Australia Kenakan Pajak 2,25% ke Meta, Google, TikTok

Notification

×

Australia Kenakan Pajak 2,25% ke Meta, Google, TikTok

29/04/2026 | 7:45:00 AM WIB Last Updated 2026-04-29T00:47:23Z
Regulasi digital,News Bargaining Incentive (NBI),Big Tech

Pemerintah Australia secara resmi memperkenalkan rancangan undang-undang baru yang akan memaksa raksasa teknologi seperti Meta, Google, dan TikTok untuk membayar kompensasi kepada penerbit berita lokal — atau menghadapi pungutan wajib sebesar 2,25% dari pendapatan mereka di Australia.

RUU tersebut, yang diberi nama News Bargaining Incentive (NBI), diumumkan pada Selasa, 28 April 2026.  Menteri Komunikasi Australia, Anika Wells, menyatakan bahwa masyarakat semakin banyak mendapatkan berita langsung dari Facebook, TikTok, dan Google, sehingga sudah selayaknya platform digital besar berkontribusi pada jurnalisme yang memperkaya umpan berita mereka dan mendorong pendapatan mereka.


Mekanisme ini dirancang sebagai insentif pasar, bukan sekadar mandat.  Platform yang berhasil menegosiasikan dan menandatangani kesepakatan dengan penerbit berita Australia akan mendapatkan pengurangan (offset) terhadap besaran pungutan, dengan offset yang lebih besar tersedia bagi platform yang membuat kesepakatan dengan organisasi media yang lebih kecil dan regional.

Jika sebuah platform tidak melakukan kesepakatan apa pun, maka pungutan penuh sebesar 2,25% dari pendapatan Australia-nya akan diberlakukan, dengan hasilnya diarahkan kembali kepada penerbit berita berdasarkan jumlah jurnalis yang mereka pekerjakan.

Jika cukup banyak perjanjian tercapai, tarif efektif bisa turun menjadi 1,5%, yang diperkirakan dapat menghasilkan antara A$200 juta hingga A$250 juta yang mengalir kembali ke industri jurnalisme Australia.


Syarat Berlaku dan Cakupan

Berdasarkan draf legislasi tersebut, pungutan akan mulai berlaku pada tahun fiskal 2025–26, yang dimulai pada 1 Juli 2026.

Aturan ini berlaku bagi perusahaan yang memiliki layanan media sosial atau mesin pencari "signifikan" di Australia dengan pendapatan lokal melebihi A$250 juta (sekitar US$179,3 juta) — yang secara langsung menyasar Meta, Google, dan TikTok.

Aturan ini tidak berlaku untuk platform kecerdasan buatan, yang diatur melalui undang-undang terpisah.


Pengganti Regulasi Lama yang Dianggap Gagal

NBI dimaksudkan untuk menggantikan undang-undang tahun 2021 yang mewajibkan perusahaan teknologi membayar konten berita, karena aturan-aturan tersebut dinilai "tidak lagi berjalan efektif." 

Setelah regulasi lama diberlakukan, Meta sempat memblokir pengguna Australia dari mem-repost artikel berita, namun kemudian mencapai sejumlah kesepakatan dengan perusahaan media Australia yang berakhir pada 2024.
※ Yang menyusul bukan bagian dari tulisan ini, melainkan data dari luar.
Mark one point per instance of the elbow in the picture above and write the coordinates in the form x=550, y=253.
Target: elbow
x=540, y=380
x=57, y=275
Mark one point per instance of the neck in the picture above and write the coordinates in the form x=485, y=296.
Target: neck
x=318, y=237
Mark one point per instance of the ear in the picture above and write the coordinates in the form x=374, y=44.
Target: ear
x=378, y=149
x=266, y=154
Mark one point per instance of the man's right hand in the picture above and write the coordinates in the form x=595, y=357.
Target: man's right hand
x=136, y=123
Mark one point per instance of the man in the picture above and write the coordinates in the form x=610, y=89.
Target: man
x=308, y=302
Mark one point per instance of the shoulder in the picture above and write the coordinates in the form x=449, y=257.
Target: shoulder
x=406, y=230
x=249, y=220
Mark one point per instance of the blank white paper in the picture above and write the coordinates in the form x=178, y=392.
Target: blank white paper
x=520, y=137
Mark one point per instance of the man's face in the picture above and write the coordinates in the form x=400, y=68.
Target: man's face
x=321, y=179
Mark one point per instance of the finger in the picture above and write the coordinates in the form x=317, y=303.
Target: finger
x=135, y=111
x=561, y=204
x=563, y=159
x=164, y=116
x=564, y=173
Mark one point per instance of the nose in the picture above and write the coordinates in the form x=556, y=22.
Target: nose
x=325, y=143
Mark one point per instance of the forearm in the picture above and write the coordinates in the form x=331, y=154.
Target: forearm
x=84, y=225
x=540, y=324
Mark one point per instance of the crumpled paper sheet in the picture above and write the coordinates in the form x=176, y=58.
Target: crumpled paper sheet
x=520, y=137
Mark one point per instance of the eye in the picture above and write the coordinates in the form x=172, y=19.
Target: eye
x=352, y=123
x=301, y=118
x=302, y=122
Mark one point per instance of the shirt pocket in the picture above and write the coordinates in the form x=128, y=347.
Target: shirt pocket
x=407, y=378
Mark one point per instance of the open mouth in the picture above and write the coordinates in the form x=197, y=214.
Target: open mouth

Reaksi Perusahaan Teknologi Terhadap Ancaman Pajak 2,25% Australia

Ketiga raksasa teknologi ini memberikan respons yang menolak regulasi baru tersebut.  Juru bicara Meta menyatakan bahwa gagasan bahwa pihaknya mengambil konten berita dari penerbit adalah "tidak benar sama sekali," dan menambahkan bahwa menggunakan pungutan untuk mendanai media lokal hanya akan menciptakan "industri berita yang bergantung pada skema subsidi yang dikelola pemerintah".


Ketegangan dengan Amerika Serikat

Langkah Australia ini tidak lepas dari tekanan geopolitik.  Pemerintahan Trump menentang pajak layanan digital atas raksasa teknologi AS dan telah mengancam tarif terhadap negara-negara yang menerapkannya.


Konteks Global

Australia bukan satu-satunya negara yang menghadapi Big Tech soal berita. Kanada, Brasil, dan Uni Eropa semuanya pernah berhadapan dengan perusahaan teknologi besar atas isu ini, dengan hasil yang beragam. 

Undang-undang Kanada tahun 2023 mendorong Meta untuk sepenuhnya menghapus berita dari platformnya di negara tersebut.